Secondly, the applicant’s submissions assume the existence of the disc protrusion found in January 2014 from some time shortly after the accident; whereas Dr Brazenor’s opinion on this heavily disputed fact was to the contrary.
Thirdly, on any fair reading of Dr Brazenor’s reports, it is plain that his professional opinion is there is no causal link between the accident and the applicant’s disc protrusion or lower back condition.
Fourthly, if it was to be realistically asserted that the somewhat ambiguous reference to an ‘asymptomatic CT scan finding prompt[ing] referral to [a] neurosurgeon’ was favourable to the applicant, it would have been necessary, in the circumstances of this case, to make that point at trial so as to at least give the respondent an opportunity to seek to have the matter clarified by Dr Brazenor.
To the extent that the applicant submitted that medical opinions relied upon by her were, or may have been, formed without reliance upon the applicant’s history, and thus fell to be accepted even if the accuracy of that history was not accepted, that submission must be rejected.

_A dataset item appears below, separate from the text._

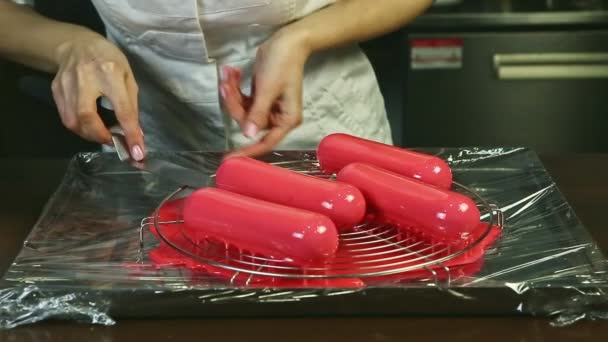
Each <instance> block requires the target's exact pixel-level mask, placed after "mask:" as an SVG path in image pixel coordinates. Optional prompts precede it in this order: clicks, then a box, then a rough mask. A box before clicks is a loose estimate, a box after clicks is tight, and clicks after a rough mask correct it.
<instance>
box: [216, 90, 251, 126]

There was no evidence (and nor would one expect there to be) that a medical practitioner can objectively determine that a particular traumatic event is a cause of a lower back injury or condition in the absence of some relevant history from which causation might be inferred. We do not read any of the medical practitioners’ reports as suggesting that any of them engaged in such a process. To the extent that any of the reports suggest that such a process may have been engaged in – leading to a particular conclusion on the issue of causation – the judge was undoubtedly correct to reject such conclusion.
As the evidence in this case shows, in order to determine causation in cases of the present kind, close attention needs to be paid to relevant histories, presenting symptoms (as described by the injured person), results of clinical examinations and relevant radiology or other diagnostic material. The judge engaged with this task appropriately, and ultimately came to the conclusion that the applicant had not satisfied her onus of persuading him that the accident was a cause of her lower back condition.

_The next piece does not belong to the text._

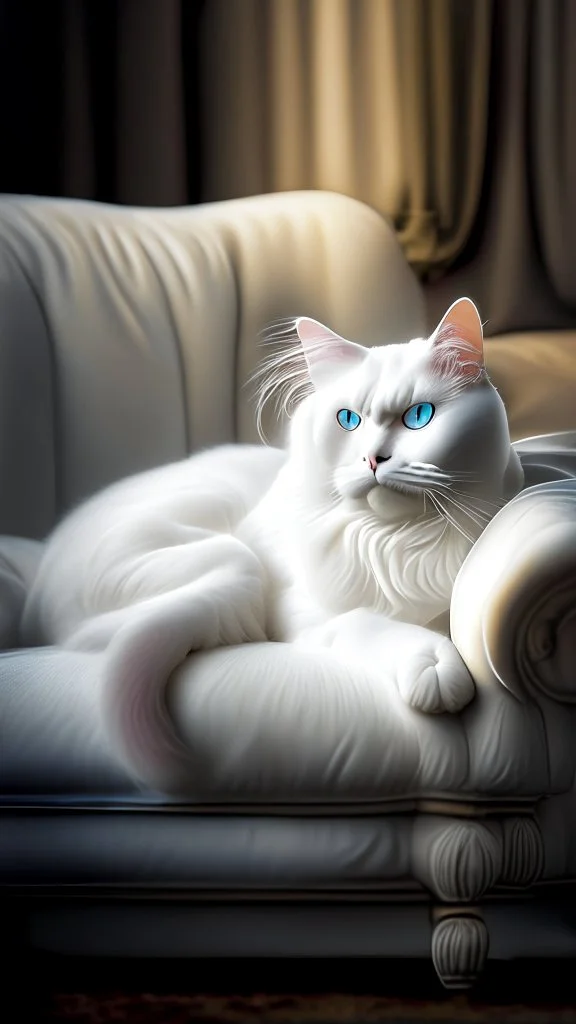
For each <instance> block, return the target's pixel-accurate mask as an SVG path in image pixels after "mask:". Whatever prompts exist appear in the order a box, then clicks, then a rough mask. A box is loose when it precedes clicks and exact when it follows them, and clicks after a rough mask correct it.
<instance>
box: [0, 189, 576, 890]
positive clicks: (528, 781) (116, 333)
mask: <svg viewBox="0 0 576 1024" xmlns="http://www.w3.org/2000/svg"><path fill="white" fill-rule="evenodd" d="M0 209H1V212H2V216H0V292H1V294H0V299H1V301H0V318H1V322H2V323H1V325H0V327H1V332H0V337H1V339H2V342H1V344H0V389H1V391H2V393H1V395H0V397H1V400H0V418H1V422H0V427H1V429H0V483H1V488H2V501H1V502H0V505H1V509H0V517H1V519H0V525H1V528H2V530H3V532H4V535H16V537H13V536H12V537H8V536H4V537H3V538H2V539H1V542H0V606H1V608H2V617H0V642H1V643H2V644H3V646H4V647H5V648H7V647H13V644H14V624H15V622H16V620H17V614H18V608H19V606H20V605H22V600H23V596H24V594H25V593H26V589H27V586H28V585H29V581H30V578H31V574H32V573H33V572H34V567H35V564H36V561H37V559H38V557H39V555H40V553H41V544H40V543H39V540H38V539H41V538H42V537H43V536H44V535H45V534H46V531H47V530H48V529H49V528H50V527H51V525H52V524H53V521H54V519H55V517H56V516H58V515H59V514H60V513H61V512H63V511H64V510H65V509H67V508H69V507H70V506H71V505H72V504H74V503H75V502H77V501H79V500H81V499H82V498H83V497H84V496H85V495H88V494H90V493H91V492H92V490H94V489H95V488H97V487H99V486H101V485H104V484H106V483H108V482H109V481H111V480H113V479H116V478H118V477H119V476H122V475H125V474H126V473H128V472H132V471H136V470H138V469H140V468H145V467H147V466H150V465H154V464H158V463H161V462H164V461H168V460H171V459H175V458H178V457H180V456H182V455H183V454H184V453H186V452H189V451H193V450H195V449H197V447H201V446H204V445H207V444H211V443H217V442H219V441H223V440H229V439H234V438H238V439H241V440H253V439H255V436H254V432H253V426H252V410H251V408H250V403H249V400H248V395H247V393H246V390H245V389H244V388H243V382H244V381H245V380H246V378H247V377H248V376H249V374H250V372H251V371H252V369H253V368H254V365H255V361H256V359H257V356H258V348H257V345H256V343H255V341H254V339H255V338H256V336H257V333H258V331H259V330H260V329H261V328H262V327H264V325H265V324H266V323H268V322H269V321H270V319H272V318H274V317H276V316H282V315H288V314H294V313H297V312H306V313H308V314H310V315H313V316H317V317H318V318H320V319H323V321H324V322H326V323H328V324H330V325H331V326H332V327H333V328H334V329H335V330H337V331H339V332H341V333H342V334H344V335H347V336H349V337H352V338H354V339H355V340H358V341H361V342H364V343H366V344H375V343H385V342H388V341H395V340H399V339H403V338H407V337H411V336H415V335H418V334H420V333H422V332H423V330H424V309H423V302H422V296H421V291H420V289H419V287H418V285H417V283H416V281H415V279H414V276H413V275H412V273H411V272H410V270H409V269H408V267H407V264H406V263H405V261H404V258H403V257H402V255H401V253H400V250H399V248H398V245H397V243H396V240H395V238H394V236H393V233H392V231H390V229H389V227H388V226H387V225H386V224H385V223H384V221H382V220H381V219H380V218H378V217H377V216H376V215H375V214H373V213H372V212H371V211H369V210H366V209H365V208H364V207H362V206H360V205H359V204H358V203H355V202H353V201H351V200H346V199H344V198H343V197H337V196H332V195H324V194H315V193H310V194H301V195H298V196H290V195H286V196H276V197H265V198H258V199H254V200H246V201H238V202H232V203H227V204H218V205H214V206H206V207H203V208H198V209H195V210H168V211H166V210H162V211H155V210H148V211H141V210H133V209H123V210H121V209H119V210H116V209H113V208H109V207H98V206H96V205H94V204H85V203H72V202H68V203H67V202H55V201H49V200H36V199H24V200H20V199H15V198H10V197H8V198H6V199H5V200H4V201H2V203H0ZM575 346H576V341H575V339H574V336H573V335H571V334H568V333H567V334H563V335H560V334H558V335H554V336H553V338H551V337H546V336H543V337H541V338H538V337H531V338H528V339H523V338H513V337H509V338H502V339H493V340H491V341H490V342H489V343H488V346H487V352H488V355H487V358H488V366H489V370H490V371H491V373H492V374H493V376H494V380H495V383H496V384H497V386H498V387H499V388H500V390H501V393H502V395H503V397H504V400H505V402H506V404H507V408H508V415H509V418H510V423H511V425H512V432H513V434H515V436H516V437H521V436H522V435H523V434H528V435H535V434H541V433H544V434H546V433H547V434H548V436H544V437H540V438H534V436H531V439H530V441H528V442H526V441H520V442H519V445H518V447H519V452H520V454H521V458H522V460H523V463H524V464H525V466H526V470H527V482H528V484H529V487H528V489H527V490H526V492H525V493H524V494H523V495H521V496H520V497H519V498H518V499H517V500H516V501H513V502H511V503H510V504H509V505H508V506H506V507H505V508H504V509H503V510H502V511H501V512H500V513H499V514H498V516H497V517H496V518H495V520H494V521H493V523H492V524H491V525H490V526H489V527H488V529H487V530H486V531H485V534H483V536H482V538H481V539H480V541H479V543H478V544H477V545H476V547H475V549H474V550H472V553H471V555H470V557H469V558H468V559H467V561H466V563H465V564H464V566H463V568H462V571H461V573H460V577H459V578H458V581H457V585H456V589H455V596H454V602H453V609H452V633H453V638H454V640H455V642H456V644H457V646H458V647H459V649H460V651H461V652H462V654H463V656H464V658H465V659H466V662H467V664H468V665H469V666H470V668H471V670H472V674H474V676H475V679H476V682H477V695H476V698H475V699H474V701H472V702H471V703H470V706H469V707H468V708H467V709H466V710H465V711H464V712H463V713H462V714H461V715H459V716H448V715H446V716H438V717H433V716H424V715H421V714H417V713H415V712H413V711H411V710H410V709H408V708H407V707H406V706H405V705H404V703H403V702H402V700H401V699H400V697H399V694H398V689H397V687H396V685H395V679H394V678H390V674H389V673H387V674H386V667H385V665H384V666H382V676H381V677H380V678H377V679H376V678H371V677H370V676H369V675H368V674H361V673H358V674H356V673H355V674H353V673H352V672H351V668H349V667H348V666H346V665H344V664H342V663H341V662H339V660H338V659H336V658H335V657H334V658H333V660H332V663H330V657H329V655H328V654H327V652H323V654H322V665H321V664H320V660H319V659H318V658H315V656H314V655H311V653H310V652H305V651H302V650H297V649H296V648H293V649H290V650H288V651H287V650H286V649H285V648H282V649H280V648H281V645H272V644H271V645H266V646H265V649H263V650H262V649H260V651H259V660H258V665H257V666H256V665H255V662H254V658H255V646H256V645H253V646H252V645H247V646H246V647H243V648H236V649H235V648H231V649H228V650H225V649H224V650H221V651H214V652H210V653H205V654H198V655H194V656H193V657H191V658H189V659H188V660H187V662H186V663H184V664H183V665H182V666H181V667H180V669H179V670H178V671H177V672H176V673H174V674H173V676H172V677H171V679H170V680H169V681H167V696H168V705H169V710H170V713H171V716H172V719H173V721H174V727H175V729H176V730H177V732H178V733H179V735H180V737H182V738H183V739H184V741H186V742H187V744H188V746H189V749H190V751H191V775H190V781H189V785H188V792H187V794H186V795H184V797H183V798H182V797H180V798H179V800H177V799H174V798H170V797H169V796H167V795H166V794H162V793H152V792H147V791H142V790H141V788H140V787H139V786H138V785H137V783H136V782H135V781H134V780H133V779H131V778H129V777H128V776H127V775H126V773H125V772H124V770H123V769H122V767H121V766H120V765H119V764H118V763H116V762H115V760H114V758H113V756H112V753H111V751H110V749H109V746H108V743H107V736H106V732H105V730H104V727H102V721H101V718H100V713H99V692H100V687H101V675H100V664H99V660H98V655H93V654H78V653H71V652H68V653H67V652H63V651H58V650H55V649H51V648H38V649H28V650H25V649H22V650H19V649H6V650H4V652H3V653H2V654H1V655H0V723H1V724H0V728H1V737H0V738H1V743H0V799H1V801H2V803H3V805H4V809H5V812H6V813H5V815H4V820H3V825H4V824H5V823H6V822H8V825H7V828H4V827H3V838H2V846H1V851H2V855H3V857H4V861H3V863H4V867H3V872H4V877H7V876H6V871H7V872H8V876H9V879H11V881H12V882H14V881H17V880H18V878H19V879H20V881H22V879H23V878H25V877H26V878H28V879H29V880H30V879H39V878H42V879H44V881H46V882H47V883H51V882H58V881H60V882H61V881H63V880H65V881H66V880H69V881H70V880H72V881H77V882H86V883H87V884H91V883H92V882H96V883H100V884H104V885H106V884H112V883H114V884H116V883H118V884H122V885H124V884H125V883H127V881H128V880H129V878H132V879H133V880H135V881H139V882H141V884H142V885H148V884H150V885H166V886H170V885H173V884H176V883H179V884H183V885H189V886H193V887H194V886H199V887H201V886H206V885H213V886H216V887H217V885H218V884H221V885H222V886H224V885H229V886H234V885H238V886H240V887H249V886H250V884H251V883H252V881H256V880H257V883H258V884H259V885H264V884H266V885H269V886H273V887H274V886H280V887H282V886H283V885H287V886H302V887H305V886H310V887H316V888H318V887H320V888H322V887H335V888H337V887H338V886H341V887H346V886H349V887H353V888H354V887H360V888H362V887H365V886H366V887H372V888H374V887H376V888H378V887H380V886H385V885H388V884H389V883H394V881H395V880H398V879H407V878H409V879H412V880H413V882H414V884H418V883H419V881H421V883H422V885H424V886H425V885H427V881H426V874H425V870H424V868H423V867H422V863H423V861H421V860H419V859H418V857H419V854H418V851H419V849H420V846H421V842H422V836H423V834H422V833H421V831H419V830H418V828H419V826H418V825H417V820H418V816H417V814H415V813H414V812H416V811H417V810H418V807H419V802H421V801H427V804H428V807H430V806H431V807H436V808H437V812H438V814H437V819H436V820H437V822H438V821H439V820H441V819H440V811H441V810H442V808H443V807H444V808H446V806H447V805H449V804H450V802H458V803H459V805H460V806H461V805H462V804H465V805H466V806H468V807H469V808H472V813H474V811H475V810H476V811H479V812H480V813H482V809H483V808H485V807H491V806H492V805H493V803H494V801H499V802H500V803H501V804H506V803H507V804H510V803H511V804H513V806H515V807H517V808H518V807H519V806H520V807H522V806H526V804H529V803H531V802H533V801H534V800H535V799H537V798H540V797H545V798H547V799H545V800H544V802H543V803H542V804H541V806H540V808H539V811H538V813H539V820H540V822H541V825H542V829H543V831H544V846H545V860H546V863H545V874H546V877H556V874H557V873H562V872H563V871H567V870H570V869H573V870H576V861H575V860H574V843H573V842H572V841H571V842H569V841H568V839H567V833H568V825H567V823H566V819H567V817H569V816H570V815H572V816H573V810H574V796H573V782H574V769H575V766H576V750H575V749H574V742H573V737H574V728H575V725H576V722H575V716H576V703H575V701H574V696H575V693H576V691H575V689H574V679H573V674H572V666H573V664H574V657H573V654H574V646H573V643H574V642H573V639H572V637H573V620H572V617H571V614H572V613H571V610H570V608H571V606H572V605H573V603H574V602H573V597H574V594H573V583H572V580H573V579H576V572H575V569H576V565H575V564H574V554H573V552H574V551H576V544H574V540H575V539H574V536H573V526H572V523H573V522H574V521H575V519H574V514H573V512H574V501H575V499H576V484H575V483H574V480H573V477H574V476H575V475H576V462H575V456H574V452H575V450H576V437H575V436H574V435H573V434H567V433H564V431H569V430H571V429H574V427H575V426H576V424H575V423H574V418H573V413H572V410H573V397H572V396H573V388H572V381H573V380H574V375H575V373H576V370H575V369H574V358H573V353H574V348H575ZM552 396H553V398H554V400H553V401H552V400H551V399H552ZM554 431H563V433H562V434H559V433H553V432H554ZM550 432H552V433H551V436H550ZM13 438H16V439H17V443H14V441H13ZM549 544H551V545H552V548H550V547H549V546H548V545H549ZM552 549H553V551H552V553H553V557H552V558H550V557H549V552H550V550H552ZM329 665H331V668H330V671H329V673H327V672H326V668H327V667H328V666H329ZM556 794H558V795H559V796H556V797H554V796H553V795H556ZM182 801H183V803H182ZM10 808H11V809H12V811H13V814H12V812H11V811H10ZM17 808H19V810H18V809H17ZM35 808H36V809H35ZM49 808H51V809H52V813H53V816H50V817H48V816H45V817H43V818H42V814H43V813H44V811H45V810H46V809H49ZM95 808H97V815H99V817H98V818H97V820H98V822H99V825H98V824H96V823H94V821H95V818H94V817H93V816H92V815H91V814H90V813H88V812H89V811H90V810H94V809H95ZM111 808H114V810H113V811H111V810H110V809H111ZM8 812H9V813H8ZM222 812H223V813H222ZM390 812H395V813H394V814H390ZM563 814H564V815H565V817H564V818H563ZM58 815H61V817H58ZM102 815H104V816H102ZM117 815H122V816H121V817H120V816H117ZM224 815H225V816H224ZM41 820H42V822H44V823H43V824H42V833H40V830H39V829H40V821H41ZM47 822H49V823H47ZM102 822H106V824H107V826H109V831H107V834H106V838H105V839H102V841H101V842H102V844H104V845H102V846H101V848H100V849H101V855H99V856H98V857H97V858H95V857H93V850H94V841H95V840H94V838H95V835H96V833H97V834H98V836H101V835H102ZM441 823H442V821H441ZM68 825H70V828H69V830H68V831H67V826H68ZM435 827H436V824H435ZM554 829H556V830H554ZM105 830H106V829H105ZM40 835H42V836H43V837H44V839H43V842H44V844H45V845H46V846H45V848H46V850H47V851H48V853H47V856H46V857H43V856H42V849H41V848H40V847H39V846H38V837H39V836H40ZM229 841H230V844H231V848H232V847H234V850H235V858H230V859H229V858H228V854H227V846H228V843H229ZM559 844H560V845H561V846H562V849H559ZM216 850H220V854H219V857H220V859H219V860H218V859H217V857H216V859H214V851H216ZM187 851H189V852H190V857H187ZM291 851H294V859H292V858H291V856H290V853H291ZM296 851H297V854H296ZM56 853H57V854H58V857H59V858H60V862H59V865H58V863H57V857H56ZM16 855H17V856H16ZM17 858H19V861H18V859H17ZM571 865H572V867H571ZM266 871H268V876H266ZM419 872H420V873H419ZM464 874H465V871H464ZM420 876H421V878H420Z"/></svg>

For the reasons given above, the applicant’s contentions that the judge erred in failing to properly apply the correct test for causation (ground 1), erred in finding that the applicant did not suffer an injury to her spine in the accident (ground 2) and erred in relying on the opinion of Dr Brazenor (ground 3) must be rejected. The judge applied the correct test, was entitled to come to the conclusion that he was not satisfied that the applicant had discharged the onus of establishing causation, and did not err in relying on the opinion of Dr Brazenor. Grounds 1, 2 and 3 must be rejected.
Finally, there is no substance in the applicant’s complaint that the judge failed to disclose an adequate path of reasoning. The reasons show clearly why the applicant lost her case. No more was required. Ground 4 must be rejected.
Conclusion
The applicant’s proposed appeal has no real prospect of success. Leave to appeal must be refused.